(FT) -- Spanish and Portuguese leaders, with reinforcements from Brussels, are fighting a rearguard action to convince investors that there is no need for further eurozone bail-outs after the €80bn-€90bn ($109bn-$122bn) rescue agreed for Ireland at the weekend.
"Absolutely not," said Elena Salgado, Spanish finance minister, when asked in a radio interview on Monday whether Spain needed help from the European Union. "Spain is doing everything it has promised to do, with tangible results".
Portugal is regarded by bond market investors and economists as next in line for a rescue after the bail-outs of Greece and Ireland. But José Sócrates, Portuguese prime minister, was adamant that there was "no connection" between the Irish rescue and Portugal's problems.
"Portugal doesn't need anyone's help and will solve its own problems," he said, insisting that the country had a clear strategy to cut its yawning budget deficit.
As stock markets fell and the euro gave back early gains that followed the Irish deal, European officials weighed in on Portugal's side to try to calm speculation about the next bail-out.
Olli Rehn, European commissioner for economic and monetary affairs, said the problems of Portugal and Ireland were "very different" and that Portugal had taken "very courageous measures" to reduce its deficit and implement structural reforms. Jean-Claude Juncker of Luxembourg, who heads the group of eurozone finance ministers, said speculation against Spain and Portugal was "not justified".
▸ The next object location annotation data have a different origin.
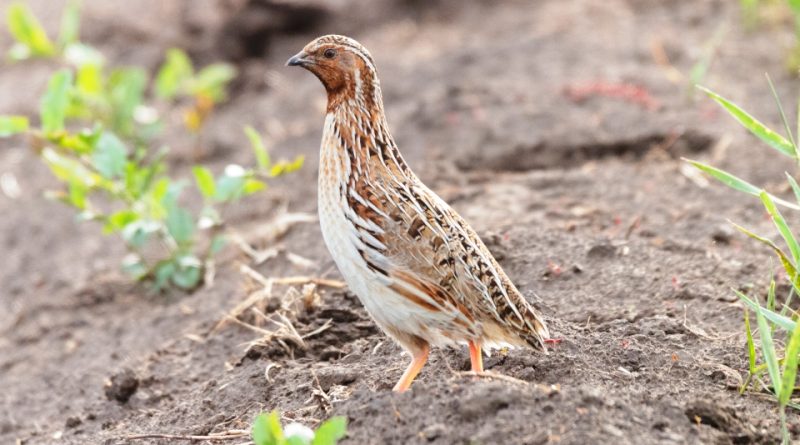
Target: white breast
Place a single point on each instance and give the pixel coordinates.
(386, 307)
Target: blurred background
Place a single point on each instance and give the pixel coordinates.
(555, 127)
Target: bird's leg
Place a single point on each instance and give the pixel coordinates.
(420, 357)
(475, 356)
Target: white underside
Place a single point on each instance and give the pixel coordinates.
(391, 311)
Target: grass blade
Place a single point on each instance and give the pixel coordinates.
(795, 187)
(768, 351)
(737, 183)
(783, 116)
(760, 130)
(784, 323)
(783, 228)
(790, 367)
(751, 346)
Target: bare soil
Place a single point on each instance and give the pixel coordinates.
(550, 125)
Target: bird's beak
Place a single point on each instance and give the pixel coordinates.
(299, 59)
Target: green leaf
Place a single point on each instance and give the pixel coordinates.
(230, 187)
(55, 101)
(118, 220)
(11, 125)
(126, 88)
(795, 187)
(70, 24)
(163, 274)
(760, 130)
(27, 30)
(331, 431)
(284, 167)
(188, 273)
(68, 169)
(784, 323)
(135, 267)
(89, 80)
(176, 70)
(262, 155)
(136, 233)
(788, 266)
(216, 245)
(205, 181)
(180, 224)
(736, 183)
(110, 156)
(77, 194)
(267, 429)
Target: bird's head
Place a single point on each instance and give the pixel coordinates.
(344, 67)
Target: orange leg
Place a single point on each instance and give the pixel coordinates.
(413, 369)
(475, 356)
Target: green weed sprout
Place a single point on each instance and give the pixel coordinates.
(96, 134)
(267, 430)
(782, 372)
(177, 79)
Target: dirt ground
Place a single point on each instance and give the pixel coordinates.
(502, 107)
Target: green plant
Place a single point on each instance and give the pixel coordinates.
(97, 133)
(177, 79)
(782, 372)
(267, 430)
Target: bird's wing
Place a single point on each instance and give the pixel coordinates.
(430, 245)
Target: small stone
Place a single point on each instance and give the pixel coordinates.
(722, 234)
(121, 386)
(602, 250)
(72, 421)
(434, 431)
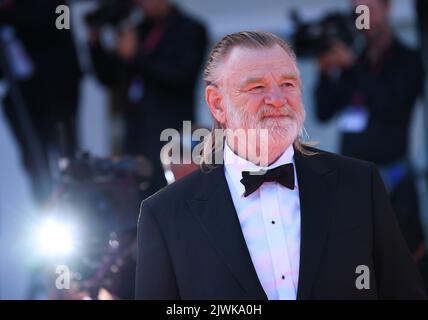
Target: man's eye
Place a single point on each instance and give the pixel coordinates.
(257, 88)
(288, 85)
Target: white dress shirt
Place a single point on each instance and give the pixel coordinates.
(270, 223)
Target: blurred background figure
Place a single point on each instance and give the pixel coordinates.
(152, 68)
(41, 69)
(373, 92)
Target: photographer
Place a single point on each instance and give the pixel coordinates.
(154, 69)
(373, 95)
(41, 67)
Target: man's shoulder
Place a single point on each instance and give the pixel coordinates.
(183, 189)
(333, 160)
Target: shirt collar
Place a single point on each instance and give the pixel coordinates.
(234, 165)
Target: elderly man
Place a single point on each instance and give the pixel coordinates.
(313, 225)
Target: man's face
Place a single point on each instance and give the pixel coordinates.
(261, 90)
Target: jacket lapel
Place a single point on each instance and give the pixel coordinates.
(214, 209)
(317, 182)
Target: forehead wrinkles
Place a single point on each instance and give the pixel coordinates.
(248, 62)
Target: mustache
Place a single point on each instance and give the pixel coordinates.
(285, 111)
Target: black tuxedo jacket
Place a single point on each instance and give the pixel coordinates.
(190, 243)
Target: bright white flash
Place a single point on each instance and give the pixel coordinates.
(55, 238)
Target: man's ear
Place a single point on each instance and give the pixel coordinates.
(214, 99)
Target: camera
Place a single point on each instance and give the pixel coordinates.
(314, 38)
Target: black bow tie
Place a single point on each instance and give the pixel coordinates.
(253, 180)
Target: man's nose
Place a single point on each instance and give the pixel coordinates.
(275, 97)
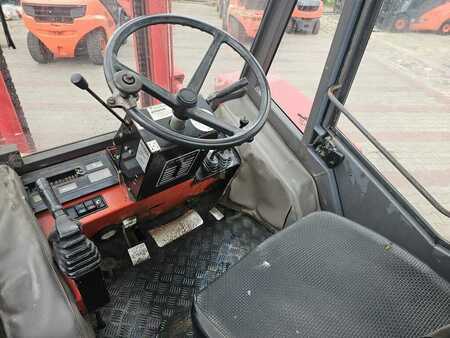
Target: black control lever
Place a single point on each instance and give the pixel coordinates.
(233, 91)
(78, 80)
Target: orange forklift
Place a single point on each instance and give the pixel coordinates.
(242, 17)
(68, 28)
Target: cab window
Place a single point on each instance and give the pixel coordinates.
(55, 40)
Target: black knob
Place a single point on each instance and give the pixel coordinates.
(78, 80)
(49, 197)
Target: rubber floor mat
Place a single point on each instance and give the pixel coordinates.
(156, 296)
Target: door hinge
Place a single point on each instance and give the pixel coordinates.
(328, 151)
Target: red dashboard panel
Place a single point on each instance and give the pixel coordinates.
(121, 206)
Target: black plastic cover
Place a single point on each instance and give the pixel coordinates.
(325, 276)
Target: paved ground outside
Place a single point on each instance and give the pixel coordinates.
(401, 94)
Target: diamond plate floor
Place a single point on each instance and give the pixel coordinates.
(156, 296)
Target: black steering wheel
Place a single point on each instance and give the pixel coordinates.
(125, 85)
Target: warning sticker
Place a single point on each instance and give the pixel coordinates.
(142, 155)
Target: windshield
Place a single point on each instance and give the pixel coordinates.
(57, 38)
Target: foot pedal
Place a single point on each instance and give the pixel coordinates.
(176, 228)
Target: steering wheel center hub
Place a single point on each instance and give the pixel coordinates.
(187, 97)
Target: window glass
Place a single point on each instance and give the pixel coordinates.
(296, 70)
(401, 94)
(55, 39)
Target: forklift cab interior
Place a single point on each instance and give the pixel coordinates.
(210, 212)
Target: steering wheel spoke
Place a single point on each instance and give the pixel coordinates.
(151, 88)
(212, 121)
(187, 103)
(202, 71)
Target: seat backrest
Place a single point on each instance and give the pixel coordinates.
(34, 300)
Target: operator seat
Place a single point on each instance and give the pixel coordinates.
(325, 276)
(34, 301)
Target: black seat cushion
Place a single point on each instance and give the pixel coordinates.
(325, 276)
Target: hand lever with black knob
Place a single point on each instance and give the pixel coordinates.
(78, 80)
(76, 255)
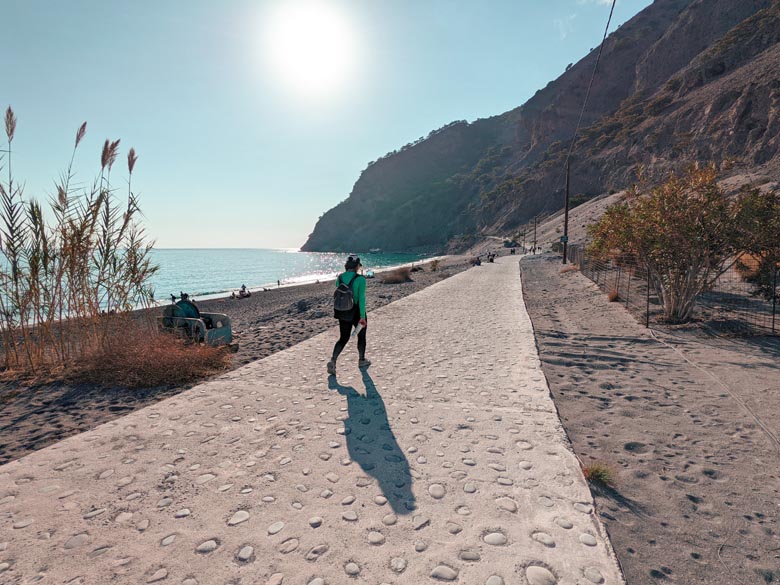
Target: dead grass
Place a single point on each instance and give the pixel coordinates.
(599, 474)
(142, 357)
(397, 276)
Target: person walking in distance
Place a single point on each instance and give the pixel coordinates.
(349, 307)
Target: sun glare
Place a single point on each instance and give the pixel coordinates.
(310, 46)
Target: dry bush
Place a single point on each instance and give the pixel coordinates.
(140, 356)
(599, 474)
(748, 265)
(65, 264)
(397, 276)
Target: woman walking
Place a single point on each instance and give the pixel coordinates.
(349, 307)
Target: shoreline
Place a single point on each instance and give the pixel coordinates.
(35, 416)
(261, 288)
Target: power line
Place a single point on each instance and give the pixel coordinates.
(566, 168)
(590, 85)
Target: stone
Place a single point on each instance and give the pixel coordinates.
(352, 569)
(76, 541)
(398, 564)
(289, 546)
(238, 518)
(437, 491)
(390, 520)
(444, 573)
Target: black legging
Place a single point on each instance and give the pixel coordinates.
(345, 329)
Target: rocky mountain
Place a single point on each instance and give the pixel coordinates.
(683, 80)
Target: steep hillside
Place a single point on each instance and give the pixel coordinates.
(682, 80)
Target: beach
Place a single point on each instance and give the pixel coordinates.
(33, 417)
(687, 422)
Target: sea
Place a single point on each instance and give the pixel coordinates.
(210, 273)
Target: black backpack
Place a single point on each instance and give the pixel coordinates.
(344, 300)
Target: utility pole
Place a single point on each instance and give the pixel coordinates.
(565, 238)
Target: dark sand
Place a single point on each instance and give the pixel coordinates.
(33, 417)
(697, 492)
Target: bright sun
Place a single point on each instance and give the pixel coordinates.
(310, 45)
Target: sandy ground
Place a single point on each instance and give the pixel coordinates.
(689, 424)
(33, 417)
(444, 462)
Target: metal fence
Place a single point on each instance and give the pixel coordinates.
(732, 306)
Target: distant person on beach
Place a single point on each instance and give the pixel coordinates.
(355, 316)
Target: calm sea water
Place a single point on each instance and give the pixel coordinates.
(214, 272)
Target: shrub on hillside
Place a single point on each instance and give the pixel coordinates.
(759, 230)
(684, 232)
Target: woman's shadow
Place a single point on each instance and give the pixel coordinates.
(372, 444)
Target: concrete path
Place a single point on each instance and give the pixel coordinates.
(444, 462)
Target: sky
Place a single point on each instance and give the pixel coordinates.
(253, 118)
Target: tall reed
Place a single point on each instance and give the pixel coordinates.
(70, 272)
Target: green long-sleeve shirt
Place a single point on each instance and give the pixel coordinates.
(358, 292)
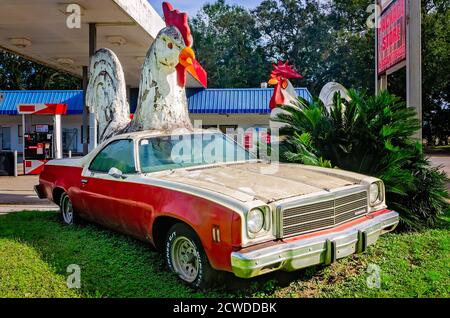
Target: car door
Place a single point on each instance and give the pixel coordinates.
(104, 195)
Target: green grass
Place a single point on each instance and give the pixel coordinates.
(35, 250)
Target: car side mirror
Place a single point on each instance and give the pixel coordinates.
(116, 173)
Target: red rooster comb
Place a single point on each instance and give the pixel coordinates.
(284, 70)
(179, 20)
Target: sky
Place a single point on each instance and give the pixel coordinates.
(192, 6)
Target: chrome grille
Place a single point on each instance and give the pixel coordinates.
(322, 215)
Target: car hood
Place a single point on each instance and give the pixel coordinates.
(263, 181)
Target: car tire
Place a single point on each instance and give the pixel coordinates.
(186, 257)
(68, 215)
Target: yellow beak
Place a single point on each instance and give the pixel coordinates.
(273, 81)
(187, 57)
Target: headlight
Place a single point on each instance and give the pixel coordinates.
(375, 193)
(255, 221)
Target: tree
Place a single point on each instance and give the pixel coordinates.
(372, 136)
(18, 73)
(227, 41)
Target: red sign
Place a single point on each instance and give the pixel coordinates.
(392, 36)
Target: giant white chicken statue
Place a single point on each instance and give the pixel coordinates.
(162, 103)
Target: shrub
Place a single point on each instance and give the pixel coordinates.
(373, 136)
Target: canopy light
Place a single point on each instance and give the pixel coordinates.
(20, 43)
(116, 40)
(65, 62)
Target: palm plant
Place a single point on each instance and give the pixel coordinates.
(373, 136)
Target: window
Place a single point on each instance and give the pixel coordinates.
(119, 154)
(70, 138)
(5, 138)
(82, 134)
(20, 134)
(174, 152)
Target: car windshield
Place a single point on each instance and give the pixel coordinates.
(184, 151)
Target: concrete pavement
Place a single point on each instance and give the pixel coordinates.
(17, 194)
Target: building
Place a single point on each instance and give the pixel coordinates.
(220, 108)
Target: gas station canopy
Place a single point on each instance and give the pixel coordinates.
(37, 30)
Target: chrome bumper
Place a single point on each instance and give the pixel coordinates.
(322, 249)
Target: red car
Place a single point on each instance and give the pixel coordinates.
(208, 204)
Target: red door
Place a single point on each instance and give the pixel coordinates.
(108, 197)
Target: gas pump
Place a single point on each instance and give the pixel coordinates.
(41, 143)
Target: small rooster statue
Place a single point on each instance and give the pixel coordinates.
(162, 103)
(284, 92)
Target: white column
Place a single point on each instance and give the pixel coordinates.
(93, 138)
(57, 142)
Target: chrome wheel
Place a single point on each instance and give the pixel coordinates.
(185, 259)
(67, 210)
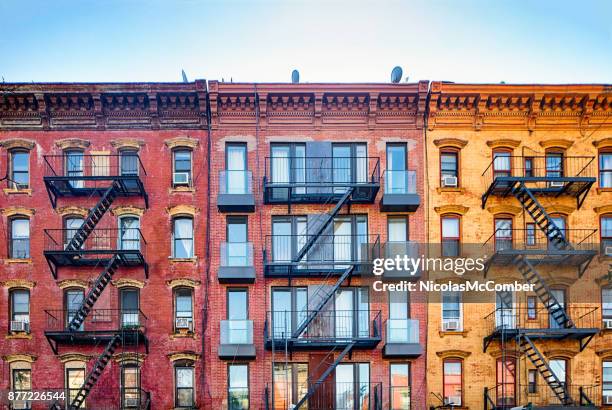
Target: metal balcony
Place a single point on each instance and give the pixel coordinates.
(329, 329)
(100, 246)
(89, 175)
(236, 340)
(544, 175)
(330, 254)
(400, 193)
(236, 263)
(319, 180)
(100, 326)
(236, 191)
(505, 244)
(537, 323)
(402, 338)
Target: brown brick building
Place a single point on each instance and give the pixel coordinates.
(523, 173)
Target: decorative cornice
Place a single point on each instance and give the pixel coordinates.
(11, 358)
(17, 210)
(182, 210)
(504, 209)
(73, 210)
(447, 354)
(180, 282)
(125, 282)
(556, 143)
(19, 283)
(450, 142)
(17, 143)
(185, 141)
(192, 356)
(127, 210)
(67, 143)
(503, 143)
(451, 209)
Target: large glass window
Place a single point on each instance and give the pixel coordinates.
(182, 237)
(19, 238)
(238, 386)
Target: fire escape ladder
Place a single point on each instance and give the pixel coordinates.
(95, 372)
(94, 216)
(313, 388)
(531, 275)
(94, 293)
(541, 217)
(323, 225)
(536, 358)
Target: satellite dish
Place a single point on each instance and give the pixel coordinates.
(396, 74)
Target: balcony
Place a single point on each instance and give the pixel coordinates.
(402, 338)
(320, 180)
(236, 264)
(400, 192)
(80, 175)
(329, 329)
(236, 191)
(101, 245)
(545, 175)
(236, 340)
(537, 323)
(505, 244)
(100, 326)
(330, 254)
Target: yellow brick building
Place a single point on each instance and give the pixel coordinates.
(543, 206)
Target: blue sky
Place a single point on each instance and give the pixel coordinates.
(516, 41)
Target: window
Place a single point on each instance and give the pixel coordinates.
(20, 310)
(605, 169)
(19, 241)
(19, 162)
(606, 234)
(400, 386)
(532, 303)
(451, 311)
(453, 381)
(237, 248)
(238, 386)
(183, 309)
(451, 235)
(181, 172)
(449, 168)
(236, 168)
(182, 238)
(532, 381)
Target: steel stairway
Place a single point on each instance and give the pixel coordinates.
(95, 372)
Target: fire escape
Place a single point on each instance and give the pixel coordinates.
(518, 325)
(106, 177)
(313, 253)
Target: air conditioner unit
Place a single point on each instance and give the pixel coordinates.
(180, 178)
(450, 325)
(19, 326)
(184, 323)
(449, 181)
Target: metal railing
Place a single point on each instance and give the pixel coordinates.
(400, 182)
(97, 320)
(236, 332)
(328, 325)
(235, 182)
(538, 317)
(236, 254)
(402, 331)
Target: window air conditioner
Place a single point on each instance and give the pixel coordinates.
(181, 178)
(449, 181)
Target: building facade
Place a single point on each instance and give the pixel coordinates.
(521, 173)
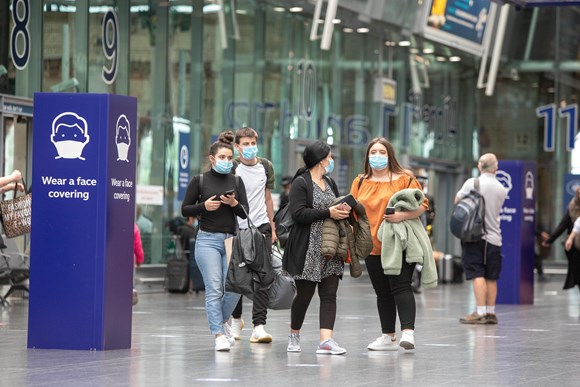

By Monday afternoon, however, there was little sign of such reassurances making any impact on the financial markets. From Greece in the south-east of the eurozone to Ireland in the north-west and now Portugal in the south-west, the crisis seems to be moving around the periphery of the single currency area.
Those three economies are relatively small. A rescue of Spain, however, would place enormous strain on the eurozone. The country is the fourth-biggest economy in the area -- larger than Greece, Ireland and Portugal put together.